When I became President of the Women of the Year Lunch the grumblers all asked why such an event was necessary in 2010.
"What are you thinking about, Helena. All that is old hat." Really?
And the naysayers are not all men on this score. Some women too think the day has gone for celebrating women's achievements, though they are usually women who live and work in the comfort zones.
I have worked too long in law to think that everything has been done on equality for women.
The prevalence of domestic violence and the failure of the justice system on rape cases are testament to continuing problems here, but the fact that women continue to suffer most human rights abuses around the world - from honour killing to genital mutilation, from stoning to forced marriage, from abortion of the girl child to sexual violence and trafficking - tells us that there is still much to done.
When I was a young woman at the Bar, there were chambers with an unofficial policy that they just did not take women - women did not have what it took to stand up in court and argue coherently or cross-examine.

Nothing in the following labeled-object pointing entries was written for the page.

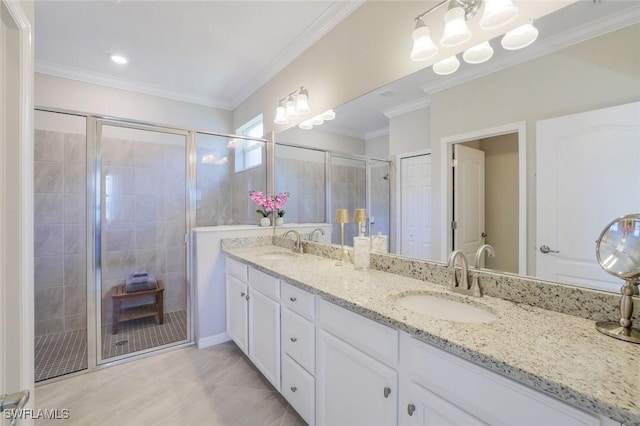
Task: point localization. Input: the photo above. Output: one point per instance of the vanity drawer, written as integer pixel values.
(298, 300)
(236, 269)
(373, 338)
(298, 339)
(298, 387)
(265, 283)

Our brains were not suited to the kind of logical discipline that the law required.
Then there were those chambers that were cannier, whose leaders said: "Women? We are not against women. We've got one." Those were the days.

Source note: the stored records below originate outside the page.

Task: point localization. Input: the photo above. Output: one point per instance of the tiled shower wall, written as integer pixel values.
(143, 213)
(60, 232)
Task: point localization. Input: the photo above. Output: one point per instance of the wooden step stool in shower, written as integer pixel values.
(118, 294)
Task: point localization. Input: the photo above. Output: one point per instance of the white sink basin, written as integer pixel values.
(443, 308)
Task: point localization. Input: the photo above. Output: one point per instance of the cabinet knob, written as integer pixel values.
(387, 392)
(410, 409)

Women are now half the intake in most university courses, including law. They appear to be everywhere.
Yet women still do not follow through into the senior jobs. We keep being told it is just a matter of time and that evolution will solve the problem, as though, like fish growing feet, women will eventually develop into the kind of person who can wield power.

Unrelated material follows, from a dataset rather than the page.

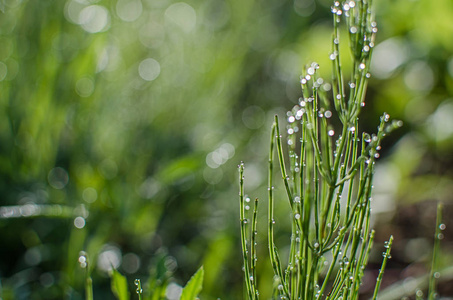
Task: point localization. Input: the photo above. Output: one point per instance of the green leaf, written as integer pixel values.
(193, 287)
(119, 285)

In most institutions, women have reached a plateau at around 18% in senior roles from the financial sector to the judiciary.
The interesting question now is why we are stuck. Usually it is a combination of factors around the inability of institutions to adapt and become more flexible to accommodate women's lives but it is also about the culture of organisations, exclusive networks which work to the disadvantage of women, and the failure of leading men to bring talented women on.
I always remember a woman friend, who was a Conservative politician, very astutely noticing that men did not "talk up" young women in the way they did young men.
It is partly that we tend to choose as our protegees people in whom we see our younger selves. There is a self-perpetuating tendency in all institutions for this reason which leads to their replication in the old order.
I had the good fortune of being mentored by some wonderful men who gave me opportunities and advice throughout my career but not all women have such good luck. The challenge is for men to break the old patterns in a conscious way.
The Women of the Year Lunch is an opportunity to celebrate women. Some have high profile but most do great things below the radar.
They have broken barriers and broken records, struggled against the odds and survived, created projects to improve our world and left us breathless with wonder.
What's to sneer at? Measuring achievement is a way of taking stock, paying tribute and sending out signals to all women that women are continuing to move on.
We have to keep doing that - out and proud of the contribution women make. And there is nothing po-faced about this event. Boy, do we laugh. But without the boys.